Early this year in the wake of Supreme Court Justice Antonin Scalia’s death, his colleague, Justice Ruth Bader Ginsberg, was asked when there will be enough women on the Supreme Court. Her answer caused quite a stir as she quickly retorted, “When there are nine.” In the following days and weeks, I heard a number of people respond to her statements with anger and frustration at such “reverse sexism.”
There was more scrutiny given to her response it seemed than to the question it sought to answer. I have never heard anyone ask how many men on the Supreme Court would be enough. Asking how many women (or even people of color) will be enough implied that the standard for the court is white males and that diversity of gender or ethnicity are mere additions.
The question Ginsberg answered was sexist from the beginning.
Her suggestion that the court should be composed of nine women, however, is a legitimate proposal. Americans can conceive of a reality in which the court is composed of all men, because this has been the reality for nearly all of our history. While in the 21st century we may suggest that an all male court is less than ideal, until we can conceive of a reality in which an all female court exists — until our perception of the court is not fundamentally white and male — we are beholden to the sin of sexism.
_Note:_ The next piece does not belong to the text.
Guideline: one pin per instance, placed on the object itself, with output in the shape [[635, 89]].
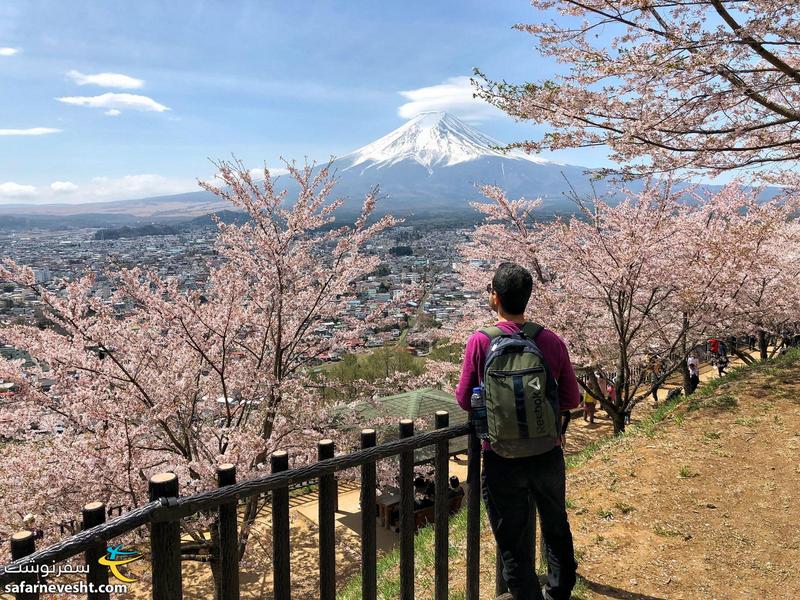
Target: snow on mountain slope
[[431, 139]]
The sins of sexism, much like racism and homophobia certainly affect people on an individual level, but they are social sins that are socially learned. In the early 20th century, Walter Rauschenbusch, theologian of the Social Gospel, sought to reframe an understanding of original sin from something that is biologically transmitted to something that is culturally inherited. Children are not born sexists, racists, classists or homophobes. These are learned sins that are passed down from generation to generation.
The sin of homophobia has been front and center in much of the media cycle over the past few weeks and days as a result of the horror inflicted upon the LGBT community in Orlando. The battleground has been set certainly within the Baptist community between those who are welcoming and affirming and those who are not.
Such a battleground belies the reality that these sins are, in fact, social, and social sins do not die so easily. There is no magic switch that turns an individual from being homophobic one day to being completely freed of homophobia the next. The same goes for racism and sexism. These are sins that are culturally transmitted to us as children, and they are sins that continue to resurface even when we are unaware.
Angela Yarber and Cody Sander’s recent book Microaggressions in Ministry: Confronting the Hidden Violence of Everyday Church does an excellent job explaining how such social sins manifest themselves unbeknownst to even the most progressive congregations. Voting for progressive causes is important, commendable and must be done. What comes after, however, is the difficult work of correcting years of learned sexist, racist and homophobic behavior that we often fail to recognize is hurtful or damaging.
While support for Women in Ministry is now a cornerstone commitment of the Alliance of Baptists and the Cooperative Baptist Fellowship, history shows that this support was not a given from the start of either organization — a wrongful assumption countless people make in progressive Baptist life regularly. Such bastardized histories erase the stories of women like Nancy Hastings Sehested, Susan Lockwood, Anne Thomas Neil and others who had to fight at early organizational meetings back in 1987 for the Alliance to support women in ministry. Years later, at the founding the Cooperative Baptist Fellowship, the organization refused to financially support Baptist Women in Ministry. Eventually, CBF came to support the organization, but suggesting they were inclusive of female ministers from day one erases the struggle many women faced in those early years.
By erasing the sexism that was present in the Alliance and the CBF back at its founding, we fool ourselves into thinking that we have been cured of this social sin.
Today, the commitment to women in ministry has manifested itself into roughly 41.9 percent of Alliance churches having a female senior pastor or co-pastor and around 6.5 percent of Cooperative Baptist Fellowship churches. The American Baptist Churches USA bolsters a percentage of churches with female ministers at around of 10 percent. The statistics of our fellow Christians in other mainline denominations hovers around 30 percent. Yes, we progressive Baptists support women in ministry, and that is important, but we cannot think that we have moved beyond the sin of sexism nor any other social sin we have “voted” on. Social sins are not things one merely moves on from, they are things we must continue to strive to combat.
I can hear the question already: “What percentage of ministers who are women will be enough?” I choose to cast my answer with Justice Ginsberg — when all ministers are women, that will be enough.